Jackie Mills

Personal information
- Born: 3 September 1905 Dunedin, Otago, New Zealand
- Died: 11 December 1972 (aged 67) Hamilton, Waikato, New Zealand
- Batting: Left-handed
- Relations: George Mills (father)

International information
- National side: New Zealand (1930–1933);
- Test debut (cap 13): 24 January 1930 v England
- Last Test: 31 March 1933 v England

Career statistics
| Competition | Test | First-class |
| Matches | 7 | 97 |
| Runs scored | 241 | 5,025 |
| Batting average | 26.77 | 32.84 |
| 100s/50s | 1/0 | 11/25 |
| Top score | 117 | 185 |
| Balls bowled | 0 | 183 |
| Wickets | – | 4 |
| Bowling average | – | 30.75 |
| 5 wickets in innings | – | 0 |
| 10 wickets in match | – | 0 |
| Best bowling | – | 2/57 |
| Catches/stumpings | 1/– | 30/– |
- Source: Cricinfo, 1 April 2017

= John Mills (New Zealand cricketer) =

New Zealand cricketer

John Ernest Mills (3 September 1905 – 11 December 1972), known as Jackie Mills, was a New Zealand cricketer who played in seven Test matches between 1930 and 1933.

==Cricket career==
Jackie Mills's father George was an all-rounder who played for Auckland in the 1890s and 1900s and was the groundsman at Eden Park in Auckland.

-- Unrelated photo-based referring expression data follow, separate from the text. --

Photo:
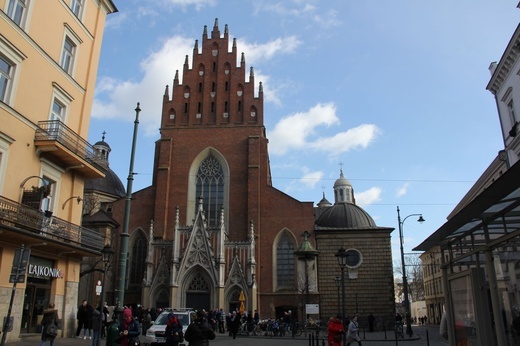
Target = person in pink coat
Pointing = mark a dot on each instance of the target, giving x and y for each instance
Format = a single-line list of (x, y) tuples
[(335, 331)]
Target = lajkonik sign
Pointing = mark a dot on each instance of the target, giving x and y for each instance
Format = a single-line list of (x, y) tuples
[(37, 270)]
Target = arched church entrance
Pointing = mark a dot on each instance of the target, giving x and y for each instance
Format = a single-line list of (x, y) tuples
[(198, 293), (163, 299), (234, 299)]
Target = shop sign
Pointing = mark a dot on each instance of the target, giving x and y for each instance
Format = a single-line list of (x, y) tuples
[(37, 270), (42, 267)]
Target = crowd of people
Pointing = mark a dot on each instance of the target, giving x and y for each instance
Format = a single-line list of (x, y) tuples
[(137, 319)]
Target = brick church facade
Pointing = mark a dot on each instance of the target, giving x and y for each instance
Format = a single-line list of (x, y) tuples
[(212, 228), (211, 225)]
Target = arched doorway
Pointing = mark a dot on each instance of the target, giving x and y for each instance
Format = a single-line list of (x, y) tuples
[(198, 293)]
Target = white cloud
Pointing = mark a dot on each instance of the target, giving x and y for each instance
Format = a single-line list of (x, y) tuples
[(402, 190), (293, 131), (310, 179), (357, 137), (296, 131), (117, 99), (369, 196), (262, 51)]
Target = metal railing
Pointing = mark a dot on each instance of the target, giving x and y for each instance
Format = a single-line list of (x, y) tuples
[(55, 130), (17, 215)]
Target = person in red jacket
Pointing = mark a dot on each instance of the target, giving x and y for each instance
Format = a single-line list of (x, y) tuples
[(335, 331)]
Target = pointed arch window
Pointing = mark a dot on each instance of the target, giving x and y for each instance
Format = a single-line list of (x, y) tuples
[(210, 185), (285, 262), (138, 261), (198, 283)]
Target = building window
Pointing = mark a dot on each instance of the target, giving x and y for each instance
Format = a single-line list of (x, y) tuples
[(511, 110), (210, 186), (138, 262), (285, 262), (77, 7), (67, 56), (10, 64), (60, 103), (5, 142), (17, 11), (58, 111), (47, 203), (6, 74)]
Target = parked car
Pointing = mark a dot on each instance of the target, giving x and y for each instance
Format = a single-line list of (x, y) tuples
[(155, 335)]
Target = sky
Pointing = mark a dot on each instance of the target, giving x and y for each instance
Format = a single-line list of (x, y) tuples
[(392, 92)]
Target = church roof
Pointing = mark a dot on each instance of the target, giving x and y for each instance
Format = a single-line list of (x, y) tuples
[(101, 217), (345, 216), (110, 184)]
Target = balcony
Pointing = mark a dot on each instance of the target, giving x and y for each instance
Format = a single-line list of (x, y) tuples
[(20, 224), (57, 142)]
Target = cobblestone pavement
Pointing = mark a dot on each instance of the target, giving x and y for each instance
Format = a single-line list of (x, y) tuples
[(423, 336)]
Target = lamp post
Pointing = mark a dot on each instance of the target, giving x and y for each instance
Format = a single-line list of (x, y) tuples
[(405, 282), (106, 253), (342, 261), (123, 245), (337, 279)]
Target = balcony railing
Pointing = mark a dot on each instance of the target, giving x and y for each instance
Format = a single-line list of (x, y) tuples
[(55, 130), (17, 215)]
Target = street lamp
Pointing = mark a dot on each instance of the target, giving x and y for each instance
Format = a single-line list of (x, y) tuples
[(337, 279), (405, 282), (342, 261), (106, 254)]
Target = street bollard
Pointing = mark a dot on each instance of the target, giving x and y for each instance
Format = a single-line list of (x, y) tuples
[(112, 333)]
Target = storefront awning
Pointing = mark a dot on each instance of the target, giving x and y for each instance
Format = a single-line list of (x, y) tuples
[(491, 220)]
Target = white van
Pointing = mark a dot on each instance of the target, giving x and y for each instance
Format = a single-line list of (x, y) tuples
[(156, 334)]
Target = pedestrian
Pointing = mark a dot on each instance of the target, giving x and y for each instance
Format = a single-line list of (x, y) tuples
[(335, 331), (234, 324), (199, 332), (49, 323), (97, 322), (87, 327), (104, 320), (353, 330), (174, 334), (129, 330), (221, 321), (146, 320), (443, 329), (81, 316), (371, 320)]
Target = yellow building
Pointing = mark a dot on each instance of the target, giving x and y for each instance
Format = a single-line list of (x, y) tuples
[(49, 55)]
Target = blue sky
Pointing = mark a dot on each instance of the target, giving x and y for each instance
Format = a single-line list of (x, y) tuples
[(391, 91)]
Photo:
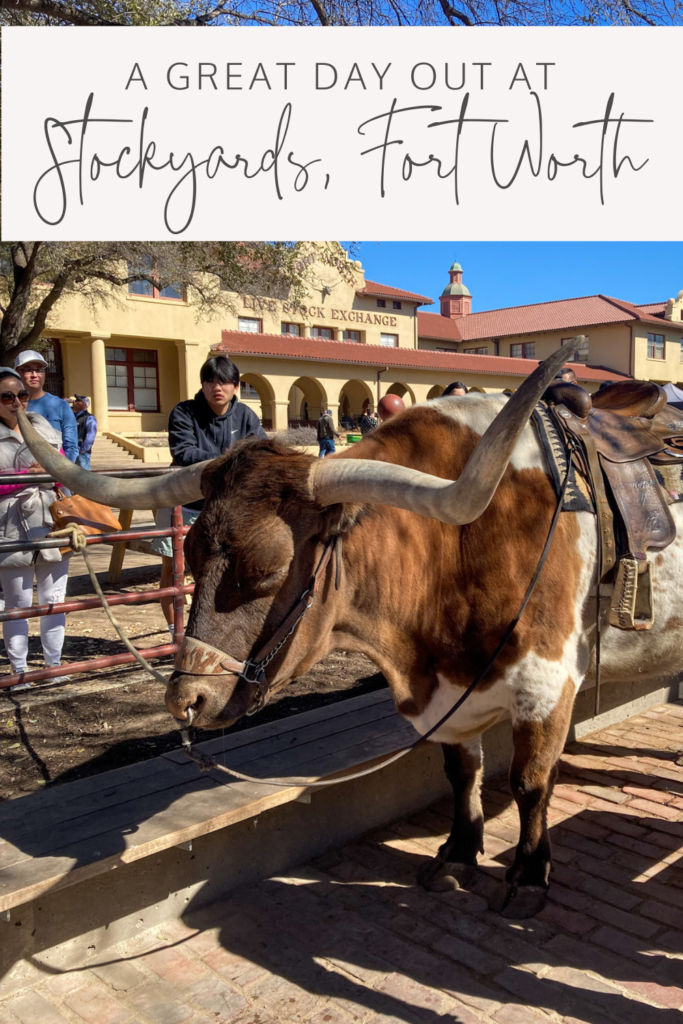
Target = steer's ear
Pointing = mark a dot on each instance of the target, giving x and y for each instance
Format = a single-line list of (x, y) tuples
[(340, 518)]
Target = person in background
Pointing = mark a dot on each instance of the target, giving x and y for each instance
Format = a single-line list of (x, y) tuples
[(327, 434), (31, 367), (203, 428), (25, 515), (86, 425), (368, 421), (455, 389)]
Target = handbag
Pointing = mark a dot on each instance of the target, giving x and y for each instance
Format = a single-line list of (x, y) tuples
[(91, 517)]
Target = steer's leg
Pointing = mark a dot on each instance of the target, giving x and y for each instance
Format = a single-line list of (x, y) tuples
[(538, 745), (457, 858)]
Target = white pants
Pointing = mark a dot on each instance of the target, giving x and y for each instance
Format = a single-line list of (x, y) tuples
[(17, 589)]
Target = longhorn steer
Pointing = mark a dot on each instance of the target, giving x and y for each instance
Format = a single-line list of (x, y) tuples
[(426, 596)]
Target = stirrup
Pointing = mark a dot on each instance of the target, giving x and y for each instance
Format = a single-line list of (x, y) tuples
[(633, 602)]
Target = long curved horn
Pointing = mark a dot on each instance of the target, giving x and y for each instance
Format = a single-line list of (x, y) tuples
[(456, 503), (179, 487)]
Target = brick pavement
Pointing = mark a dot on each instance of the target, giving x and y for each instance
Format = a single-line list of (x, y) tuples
[(348, 938)]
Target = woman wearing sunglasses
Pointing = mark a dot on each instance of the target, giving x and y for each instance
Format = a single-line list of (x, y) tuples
[(25, 515)]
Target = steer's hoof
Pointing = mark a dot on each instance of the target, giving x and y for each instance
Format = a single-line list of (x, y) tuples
[(518, 903), (443, 877)]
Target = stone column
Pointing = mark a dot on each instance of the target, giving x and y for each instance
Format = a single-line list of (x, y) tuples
[(280, 415), (100, 404)]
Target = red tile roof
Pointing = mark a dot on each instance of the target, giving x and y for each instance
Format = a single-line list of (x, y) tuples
[(563, 314), (316, 349), (385, 292), (435, 326)]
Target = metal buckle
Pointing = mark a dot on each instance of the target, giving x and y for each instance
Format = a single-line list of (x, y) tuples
[(258, 678), (252, 673)]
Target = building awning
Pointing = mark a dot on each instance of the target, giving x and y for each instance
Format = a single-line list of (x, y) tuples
[(377, 356)]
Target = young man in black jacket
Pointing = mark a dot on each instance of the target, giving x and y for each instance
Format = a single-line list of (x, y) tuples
[(203, 428)]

A left-handed opening batsman, Mills played for Auckland from 1924–25 to 1937–38, and toured England with the New Zealand teams of 1927 and 1931, scoring over 1000 runs on each tour. In an Auckland senior club match for Eden against University in 1924–25, Mills and Hector Gillespie shared an opening stand of 441. In the first match of the 1929-30 Plunket Shield season he scored 185, his highest score, in an innings victory for Auckland over Otago. He scored more than half of Auckland's total of 356, and more than Otago's two innings combined.

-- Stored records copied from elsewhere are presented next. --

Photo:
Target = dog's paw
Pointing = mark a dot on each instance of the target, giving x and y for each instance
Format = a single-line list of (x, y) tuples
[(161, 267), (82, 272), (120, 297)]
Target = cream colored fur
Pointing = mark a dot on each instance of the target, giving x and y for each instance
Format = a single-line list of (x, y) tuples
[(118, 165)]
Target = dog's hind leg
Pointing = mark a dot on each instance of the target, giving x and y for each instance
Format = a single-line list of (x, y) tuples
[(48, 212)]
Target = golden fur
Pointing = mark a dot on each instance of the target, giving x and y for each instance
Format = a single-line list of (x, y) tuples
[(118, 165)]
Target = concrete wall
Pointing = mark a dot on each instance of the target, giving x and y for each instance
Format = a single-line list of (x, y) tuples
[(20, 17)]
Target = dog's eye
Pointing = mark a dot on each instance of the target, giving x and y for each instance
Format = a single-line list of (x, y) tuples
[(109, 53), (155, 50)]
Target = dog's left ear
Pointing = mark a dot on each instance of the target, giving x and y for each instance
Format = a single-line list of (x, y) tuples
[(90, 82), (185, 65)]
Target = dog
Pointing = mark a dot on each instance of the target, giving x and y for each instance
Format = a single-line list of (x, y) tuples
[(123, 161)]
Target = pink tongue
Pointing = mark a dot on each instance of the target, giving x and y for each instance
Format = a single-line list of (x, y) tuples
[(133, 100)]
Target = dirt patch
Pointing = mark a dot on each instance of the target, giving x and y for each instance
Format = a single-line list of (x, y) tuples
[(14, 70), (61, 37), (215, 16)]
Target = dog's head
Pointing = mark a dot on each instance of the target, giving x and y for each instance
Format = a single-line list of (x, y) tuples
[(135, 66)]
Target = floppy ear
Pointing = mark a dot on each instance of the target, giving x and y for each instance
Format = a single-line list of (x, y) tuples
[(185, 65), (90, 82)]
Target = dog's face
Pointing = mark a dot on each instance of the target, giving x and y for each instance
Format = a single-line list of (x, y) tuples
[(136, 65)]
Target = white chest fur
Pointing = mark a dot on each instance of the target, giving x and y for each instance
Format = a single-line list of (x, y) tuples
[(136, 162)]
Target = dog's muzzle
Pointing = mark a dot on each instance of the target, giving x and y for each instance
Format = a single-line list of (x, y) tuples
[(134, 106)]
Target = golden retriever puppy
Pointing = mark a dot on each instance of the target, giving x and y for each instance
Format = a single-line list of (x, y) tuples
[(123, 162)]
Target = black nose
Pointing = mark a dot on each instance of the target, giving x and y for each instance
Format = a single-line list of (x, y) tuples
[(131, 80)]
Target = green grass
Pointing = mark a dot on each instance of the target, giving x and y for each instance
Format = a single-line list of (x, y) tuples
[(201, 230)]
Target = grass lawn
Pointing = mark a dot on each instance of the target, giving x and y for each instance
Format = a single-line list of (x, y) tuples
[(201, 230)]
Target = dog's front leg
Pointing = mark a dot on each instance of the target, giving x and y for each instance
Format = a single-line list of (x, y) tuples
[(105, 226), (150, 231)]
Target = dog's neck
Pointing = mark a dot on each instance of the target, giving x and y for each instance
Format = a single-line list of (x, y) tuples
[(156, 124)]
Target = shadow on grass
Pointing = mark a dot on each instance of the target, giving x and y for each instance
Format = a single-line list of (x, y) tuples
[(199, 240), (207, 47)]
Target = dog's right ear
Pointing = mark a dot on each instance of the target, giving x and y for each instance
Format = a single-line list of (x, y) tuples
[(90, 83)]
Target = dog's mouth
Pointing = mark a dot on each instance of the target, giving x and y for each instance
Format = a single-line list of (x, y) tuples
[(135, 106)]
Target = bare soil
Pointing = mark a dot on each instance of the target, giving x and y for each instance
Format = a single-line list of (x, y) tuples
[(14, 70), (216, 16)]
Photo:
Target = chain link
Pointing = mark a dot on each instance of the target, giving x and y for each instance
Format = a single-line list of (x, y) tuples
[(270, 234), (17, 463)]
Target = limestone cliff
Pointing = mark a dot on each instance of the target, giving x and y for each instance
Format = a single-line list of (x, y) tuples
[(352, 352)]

He was the first New Zealander to make a Test century on debut. He scored 117 for New Zealand against England at Basin Reserve, Wellington, New Zealand, in 1929–30, and he and Stewie Dempster put on 276 for the first wicket. However, Mills's next nine Test innings produced only 124 runs.

Dick Brittenden said: "Mills, lean and graceful, never seemed sufficiently robust for the demands of test cricket; he could probably claim to be the only test batsman who habitually wore wool, from neck to ankle, next to the skin. But if his batting looked effete, it was effective. A most graceful driver and cutter, he had the left-hander's penchant for the hook. Spare and frail he was, but there was tremendous power which came from some hidden source; he was New Zealand's nearest approach to Woolley."

==Personal life==
Mills married an English woman in London a few days before the 1931 touring team returned to New Zealand, but she did not follow him to New Zealand, and the marriage was dissolved shortly afterwards. He married again in 1957. Neither marriage produced children.

Mills worked for most of his adult life in the insurance industry. He had a high position with the Victoria Insurance Company by the time he retired in 1971. He died in Hamilton in December 1972, aged 67.